SWARTHMORE, Pa. (June 1, 2003) — Swarthmore College President Alfred H. Bloom called on the College's graduating seniors to help America resist the "cycles of history" to which other great nations at the apex of their powers have succumbed.
"Each of you has lived the experience of a nation which not only possesses extraordinary military, economic, technological, and human strength, but which has achieved exceptional progress towards democratic and societal goals," Bloom said in his commencement address in the College's Scott Outdoor Auditorium. "However, history repeatedly demonstrates that success of this magnitude carries serious risks — among them the risk of becoming complacent about what more can be accomplished at home and the risk, which is at the center of my concern this morning, of becoming uncritically certain about the rightness of one's own institutions, perspectives, and moral visions as compared to those of others across our globe."
The College awarded degrees to 360 undergraduates and gave honorary degrees to astrobiologist and public policy expert Christopher Chyba, child psychiatrist Margaret Lawrence, and U.S. District Court Judge Jed S. Rakoff. Chyba and Rakoff are both Swarthmore alumni, members of the classes of 1982 and 1964, respectively. The ceremony — the College's 131st commencement — was held Sunday morning.
Bloom briefly reminded the graduates of lessons taught by history on the dangers that arise when nations become too convinced of their own "rightness."
"When the English sought to take up the 'white man's burden,' the French to enact their 'mission civilisatrice,' and the Chinese defined themselves as 'junggwo' — the middle kingdom — they did so with this very kind of certainty at the foundation of their world view," Bloom said. "I ask you to take every opportunity that comes your way, or that you can reasonably create, to keep America from succumbing to a similar temptation.

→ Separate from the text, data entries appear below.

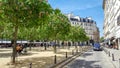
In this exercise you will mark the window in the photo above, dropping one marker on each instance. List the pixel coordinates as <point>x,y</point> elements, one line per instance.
<point>118,20</point>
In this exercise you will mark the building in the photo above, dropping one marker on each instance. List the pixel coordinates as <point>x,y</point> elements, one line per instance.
<point>86,23</point>
<point>112,22</point>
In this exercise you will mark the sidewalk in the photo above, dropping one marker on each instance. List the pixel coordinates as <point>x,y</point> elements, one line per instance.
<point>115,58</point>
<point>6,53</point>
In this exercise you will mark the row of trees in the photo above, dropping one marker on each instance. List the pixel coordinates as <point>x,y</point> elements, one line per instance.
<point>35,20</point>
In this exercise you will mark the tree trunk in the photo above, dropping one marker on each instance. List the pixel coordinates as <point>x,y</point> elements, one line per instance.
<point>14,44</point>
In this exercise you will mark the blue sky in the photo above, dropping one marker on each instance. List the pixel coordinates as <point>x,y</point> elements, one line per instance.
<point>82,8</point>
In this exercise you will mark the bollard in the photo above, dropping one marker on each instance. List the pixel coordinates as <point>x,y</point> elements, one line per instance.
<point>30,65</point>
<point>113,57</point>
<point>72,52</point>
<point>55,59</point>
<point>109,53</point>
<point>119,63</point>
<point>66,55</point>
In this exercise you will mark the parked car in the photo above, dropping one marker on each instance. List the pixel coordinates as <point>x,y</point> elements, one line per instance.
<point>97,47</point>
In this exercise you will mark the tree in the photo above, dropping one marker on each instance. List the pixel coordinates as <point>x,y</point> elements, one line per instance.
<point>27,13</point>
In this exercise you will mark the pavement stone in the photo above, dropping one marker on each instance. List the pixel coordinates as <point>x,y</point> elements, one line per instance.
<point>116,53</point>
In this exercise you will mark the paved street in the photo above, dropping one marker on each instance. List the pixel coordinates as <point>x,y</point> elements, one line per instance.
<point>91,59</point>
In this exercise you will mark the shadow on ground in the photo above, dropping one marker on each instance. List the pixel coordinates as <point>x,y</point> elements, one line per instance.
<point>83,64</point>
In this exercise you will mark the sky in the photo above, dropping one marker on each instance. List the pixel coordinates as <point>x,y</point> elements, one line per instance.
<point>82,8</point>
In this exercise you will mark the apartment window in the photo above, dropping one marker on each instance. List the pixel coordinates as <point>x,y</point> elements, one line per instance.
<point>84,20</point>
<point>118,20</point>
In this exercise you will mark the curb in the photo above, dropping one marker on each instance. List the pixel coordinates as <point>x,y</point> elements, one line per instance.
<point>66,61</point>
<point>109,58</point>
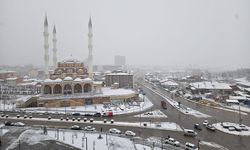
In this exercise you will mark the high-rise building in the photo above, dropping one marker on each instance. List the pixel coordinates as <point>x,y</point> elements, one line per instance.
<point>120,60</point>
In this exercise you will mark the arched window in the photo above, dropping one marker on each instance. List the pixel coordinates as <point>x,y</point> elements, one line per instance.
<point>77,88</point>
<point>47,89</point>
<point>87,88</point>
<point>67,89</point>
<point>57,89</point>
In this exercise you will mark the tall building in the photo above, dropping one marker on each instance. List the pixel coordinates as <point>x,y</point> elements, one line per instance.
<point>54,48</point>
<point>120,60</point>
<point>125,80</point>
<point>90,47</point>
<point>46,48</point>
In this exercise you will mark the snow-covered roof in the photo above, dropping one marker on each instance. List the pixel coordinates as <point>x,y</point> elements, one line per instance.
<point>68,78</point>
<point>117,92</point>
<point>71,59</point>
<point>120,73</point>
<point>243,81</point>
<point>47,81</point>
<point>28,84</point>
<point>211,85</point>
<point>52,81</point>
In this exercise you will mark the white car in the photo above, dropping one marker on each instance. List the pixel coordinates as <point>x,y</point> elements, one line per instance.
<point>114,131</point>
<point>190,146</point>
<point>89,128</point>
<point>188,132</point>
<point>130,133</point>
<point>172,141</point>
<point>19,124</point>
<point>205,123</point>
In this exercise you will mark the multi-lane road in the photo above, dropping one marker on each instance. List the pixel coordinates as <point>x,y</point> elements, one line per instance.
<point>186,121</point>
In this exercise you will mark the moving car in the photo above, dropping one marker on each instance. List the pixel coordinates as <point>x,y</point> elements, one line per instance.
<point>114,131</point>
<point>190,146</point>
<point>172,141</point>
<point>89,128</point>
<point>197,126</point>
<point>19,124</point>
<point>76,114</point>
<point>188,132</point>
<point>8,123</point>
<point>75,127</point>
<point>205,122</point>
<point>210,127</point>
<point>130,133</point>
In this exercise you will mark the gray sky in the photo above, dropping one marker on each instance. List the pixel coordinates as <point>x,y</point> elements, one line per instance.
<point>203,33</point>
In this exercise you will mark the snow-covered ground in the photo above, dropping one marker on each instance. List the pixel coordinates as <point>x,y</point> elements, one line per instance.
<point>242,108</point>
<point>213,145</point>
<point>31,137</point>
<point>3,131</point>
<point>182,108</point>
<point>154,125</point>
<point>152,114</point>
<point>219,127</point>
<point>116,109</point>
<point>80,139</point>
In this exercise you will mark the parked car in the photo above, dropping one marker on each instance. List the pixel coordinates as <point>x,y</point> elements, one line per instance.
<point>205,122</point>
<point>97,115</point>
<point>114,131</point>
<point>76,114</point>
<point>197,126</point>
<point>88,114</point>
<point>225,125</point>
<point>75,127</point>
<point>190,146</point>
<point>19,124</point>
<point>130,133</point>
<point>89,128</point>
<point>244,128</point>
<point>188,132</point>
<point>172,141</point>
<point>210,127</point>
<point>8,123</point>
<point>231,128</point>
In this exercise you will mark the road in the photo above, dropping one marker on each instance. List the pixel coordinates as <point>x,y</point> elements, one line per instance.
<point>187,121</point>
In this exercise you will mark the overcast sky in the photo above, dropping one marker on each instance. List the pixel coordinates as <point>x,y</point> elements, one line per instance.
<point>203,33</point>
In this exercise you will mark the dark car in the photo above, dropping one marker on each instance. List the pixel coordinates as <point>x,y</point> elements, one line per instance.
<point>76,114</point>
<point>197,126</point>
<point>75,127</point>
<point>88,114</point>
<point>8,123</point>
<point>97,115</point>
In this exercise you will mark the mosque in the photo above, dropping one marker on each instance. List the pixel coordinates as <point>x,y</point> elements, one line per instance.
<point>71,82</point>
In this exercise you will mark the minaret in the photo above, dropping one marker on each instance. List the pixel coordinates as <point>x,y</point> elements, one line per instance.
<point>54,48</point>
<point>46,48</point>
<point>90,46</point>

"If you see America becoming so certain of its own strengths that it begins to underestimate the extent to which its own well-being is linked to that of others, I ask you to remind America of how its public health depends on international response to disease, its economic well-being on global networks of trade and finance, its environment on global regulation and responsibility, its internal security on the global effort to counter terrorism, and its external security on collective success in containing the spread of violence wherever it erupts....
"If you see America becoming so certain of its own perceptions that it begins to misjudge how others will interpret and respond to the initiatives it takes, or so persuaded by the righteousness of its own moral vision that it fails to see the possible hurtful implications for human beings that its actions... may exert, then I ask you to draw on your ever-deepening global awareness — and, I hope, global experience — to develop and share a more nuanced understanding of how America's actions are likely to be perceived and of what their full human consequences are likely to be....

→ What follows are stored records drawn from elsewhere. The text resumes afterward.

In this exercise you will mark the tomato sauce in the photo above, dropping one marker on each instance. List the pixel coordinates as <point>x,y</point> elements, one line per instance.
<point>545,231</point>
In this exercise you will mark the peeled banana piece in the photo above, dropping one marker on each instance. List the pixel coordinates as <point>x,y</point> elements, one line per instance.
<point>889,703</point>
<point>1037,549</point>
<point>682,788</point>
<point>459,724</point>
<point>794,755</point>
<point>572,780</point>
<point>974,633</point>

"In sum, if you see America failing to take adequate account of its dependency on others, or acting in ways that discount others, or turning away from its responsibility for the whole, I ask you to draw on the understanding you gained at Swarthmore of what it means to take leadership responsibility for and in a community of respected equals. Draw on that experience to lead America... in ways which will enable (it) to make that positive difference for itself and for others that this moment in history empowers it to make."
Of the 360 graduates, 346 collected the bachelor of arts degree and 22 the bachelor of science in engineering degree. Eight had double degrees. Highest honors were awarded to 12, with 60 collecting high honors and 47 receiving honors.
The senior class speaker, as voted by his classmates, was Ranmal Samarasinghe of Kensington, Md., an honors English and biology major who immigrated to the United States from Sri Lanka with his family at the age of eight. Samarasinghe, who graduated with high honors, plans to pursue either medical school or biomedical research.